The ending quotes mark the input as a string literal, the internal are part of the file.
The problem comes from the fact that I need to process certain separators as tokens, such as braces, parentheses, periods, end lines, etc, but also allow escape characters in the case of the quotes, which should be treated as one returned token.
My current method of processing this is:
typedef char_separator<char>    CharSep;
typedef tokenizer<CharSep>     CharTokenizer;
typedef CharTokenizer::iterator   CTokenIter;
const CharSep g_RoutineSep(" \t\n,", "\"';[]{}()<>.!");
#define S_QUOTE "\""
...
// meanwhile, inside a function body
CharTokenizer tok( getRoutineFromFile(), g_RoutineSep );
CTokenIter curTok( tok.begin() );
for(; ( curTok != tok.end() ) && ( *curTok != S_CBRACKET ); ++curTok )
{
    string curWord;
    if( ( *curTok == S_QUOTE )
    {
        for(++curTok; ( *curTok != S_QUOTE ) && ( curTok != tok.end() ); ++curTok)
        {
            curWord += *curTok + ' ';
            // sure, we could check to see if *curTok is a punctation mark, and if so
            // not include that last space, but a better way must exist!
        }
    }
    else
    {
        // assume it's a command word, and process it here
    }
} 
   
Of course, this is prone to gross misinterpretation, as "switch( input.messageNumber )" 

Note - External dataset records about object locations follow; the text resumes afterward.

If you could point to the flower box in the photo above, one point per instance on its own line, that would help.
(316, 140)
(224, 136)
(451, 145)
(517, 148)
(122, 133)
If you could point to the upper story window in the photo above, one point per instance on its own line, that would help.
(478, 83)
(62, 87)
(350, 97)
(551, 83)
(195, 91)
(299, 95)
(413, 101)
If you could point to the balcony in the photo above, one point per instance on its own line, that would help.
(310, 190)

would be handled in each iteration as "switch", "(", "input", ".", "messageNumber", ")".
Yet, this same functionality breaks the string literal into unnatural spacings, as the above code would turn it into "Stand . On one foot ( and jump around ) ", which isn't desired.
However, as it stands, escape_list_separator doesn't return the separators, it just acts upon them, so all that fancy operator parsing isn't possible out of the box, requiring breaking things like "switch(" and "input.messageNumber" into separate things. Possible, yes, but extra work.
So, the question. Could my needs be satisfied by defining my own TokenizerFunction, and if so, is there a simpler/more exhaustive reference besides the page?
Or, conversely, is it time to look into Spirit?
-  Veni, Vidi, Vemaili. I came, I saw, I replied. -- Jeremy Tudisco, circa now.